Kanata
 

No parking on Uplands after Lulu traffic 'nightmare'

Posted Feb 2, 2012 By Laura Mueller



After the local city councillor raised concerns about traffic and parking after a warehouse sale at the new CE Centre, "no-parking" signs have been installed along Uplands Drive.

The Lululemon sale at the new trade-show centre on Jan. 20 led to a backlog of vehicles on Uplands Drive and Hunt Club Road leading to the CE Centre at 4899 Uplands Dr.

The congestion was enough to elicit angry calls to the office of Gloucester-Southgate Coun. Diane Deans. That sparked Deans to file a lengthy inquiry at the city council meeting on Jan. 25, asking what could be done to alleviate future traffic issues in the area.

Deans also asked if the city would consider putting "no-parking" signs along Uplands, where people parked during the sale and overstayed the three-hour on-street parking limit during the sale. By the time the day was through, those signs had already been installed from Breadner Boulevard to the Airport Parkway.

Deans called the issue a "double-edged sword."

"Clearly it's an important centre for economic development in the city and clearly it's an early success, and that's good news," Deans said. "On the other hand, we don't want it to be a traffic circulation nightmare for local residents and people trying to access the airport."

When the planning committee looked at the proposal in 2010, Deans said she expressed concern about the traffic circulation.
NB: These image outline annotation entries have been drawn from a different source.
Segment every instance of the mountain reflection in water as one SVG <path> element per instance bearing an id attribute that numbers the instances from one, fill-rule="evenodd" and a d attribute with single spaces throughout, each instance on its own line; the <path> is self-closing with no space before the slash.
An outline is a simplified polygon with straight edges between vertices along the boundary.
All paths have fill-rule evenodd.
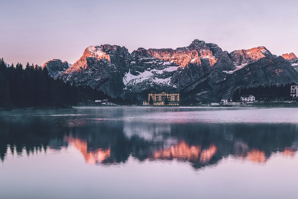
<path id="1" fill-rule="evenodd" d="M 71 145 L 90 165 L 125 162 L 131 156 L 141 162 L 188 161 L 199 168 L 229 155 L 260 164 L 274 153 L 293 157 L 298 146 L 298 125 L 295 123 L 175 123 L 171 119 L 167 123 L 155 118 L 152 110 L 143 113 L 151 114 L 150 122 L 128 122 L 125 120 L 132 116 L 123 110 L 106 111 L 2 114 L 0 158 L 6 161 L 9 148 L 16 155 L 25 150 L 30 156 L 42 149 L 59 151 Z M 170 114 L 170 111 L 165 113 Z M 186 111 L 182 113 L 189 116 Z M 103 115 L 105 117 L 101 117 Z"/>

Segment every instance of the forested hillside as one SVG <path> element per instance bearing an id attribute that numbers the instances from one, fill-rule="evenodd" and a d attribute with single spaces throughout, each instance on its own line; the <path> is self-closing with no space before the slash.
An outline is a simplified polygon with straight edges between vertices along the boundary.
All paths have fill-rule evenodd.
<path id="1" fill-rule="evenodd" d="M 30 65 L 15 66 L 0 59 L 0 107 L 8 108 L 31 107 L 71 107 L 88 100 L 108 99 L 120 104 L 124 101 L 113 99 L 88 85 L 72 85 L 68 81 L 50 77 L 46 67 Z"/>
She wanted to see a peer review of the city's traffic study, but staff said it was necessary.

"But now I'm thinking maybe it was," Deans added.

But a memo to city councillors from CE Centre president, Kevin McCrann, states that the company feels its upgrades to traffic circulation have had a positive effect.

"The fact of the matter is there was at no time, any traffic backed up onto the parkway. We were confident in our planning and were thrilled to see the flow coming from the parkway as planned," he stated in the letter.

There still remains some additional traffic-circulation work to be done at the parkway in the spring, McCrann noted.

McCrann said that he was happy to see the installation of "no-parking" signs on Uplands because he felt that people using the road to park along was "dangerous." McCrann said the centre's staff did call bylaw services to help enforce the parking limits, but because parking wasn't restricted on Uplands at the time, "there was limited action they were able take," McCrann said.

But McCrann also wrote in his letter that the CE Centre's parking lot, which can hold more than 2,000 vehicles, was never more than 65 per cent full. The centre's website lists the parking fee as $7.